I was ecstatic. I said: God, you did this for me. But what about my other son? Sylvia said, tears rolling down her face. I wanted the same for Wedam.
She said that when the doctors at Children s Hospital called her just months later to let her know that Wedam might be a good candidate for the new gene therapy, it felt like a double miracle an answer to her prayers.
All I kept asking is: Is it curative? Is this something that he ll still have to take medications for? Is he going to have pain crises? They said, No. And I said: We re in. We are in.
Wedam has seen his younger brother transform since his treatment even using his new energy to teach himself to ride a bike. The excruciating pain before Wekem s stem cell transplant had made that impossible.
Wekem said he s looking forward to seeing his older brother be healed.
I feel like it changed the life that he is going to live, Wekem said.

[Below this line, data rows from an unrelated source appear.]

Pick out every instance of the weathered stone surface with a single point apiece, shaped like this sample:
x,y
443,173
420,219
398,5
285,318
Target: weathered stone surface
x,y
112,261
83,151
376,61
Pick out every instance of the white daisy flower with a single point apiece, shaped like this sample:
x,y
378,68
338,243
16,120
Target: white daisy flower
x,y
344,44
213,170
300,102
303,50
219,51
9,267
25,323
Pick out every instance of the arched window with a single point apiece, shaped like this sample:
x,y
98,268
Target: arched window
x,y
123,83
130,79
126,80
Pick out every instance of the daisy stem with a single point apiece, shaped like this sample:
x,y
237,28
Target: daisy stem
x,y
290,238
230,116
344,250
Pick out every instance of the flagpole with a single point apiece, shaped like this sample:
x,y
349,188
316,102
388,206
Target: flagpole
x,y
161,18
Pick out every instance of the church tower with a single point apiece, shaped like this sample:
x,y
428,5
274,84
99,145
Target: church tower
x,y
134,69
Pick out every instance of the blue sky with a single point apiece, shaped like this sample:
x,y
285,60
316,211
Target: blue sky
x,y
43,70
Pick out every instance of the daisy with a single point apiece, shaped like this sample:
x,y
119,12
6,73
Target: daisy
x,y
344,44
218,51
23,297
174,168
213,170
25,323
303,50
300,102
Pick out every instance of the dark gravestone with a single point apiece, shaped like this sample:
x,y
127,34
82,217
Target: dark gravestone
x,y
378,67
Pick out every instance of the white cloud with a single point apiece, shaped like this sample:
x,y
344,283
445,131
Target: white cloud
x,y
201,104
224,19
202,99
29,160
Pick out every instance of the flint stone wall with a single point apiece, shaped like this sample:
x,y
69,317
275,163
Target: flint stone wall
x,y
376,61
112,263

I didn t really think that there was going to be something else that was available to us so he could get treated and cured.
But Wedam remains skeptical. Maybe 60%, he said of his odds of being cured.
Still, even with the life-threatening complications that may come, he said, if there s any chance of a less painful future, it s worth trying.
NBC News will continue following Wedam Minyila s journey as he begins the next phases of his sickle cell treatment.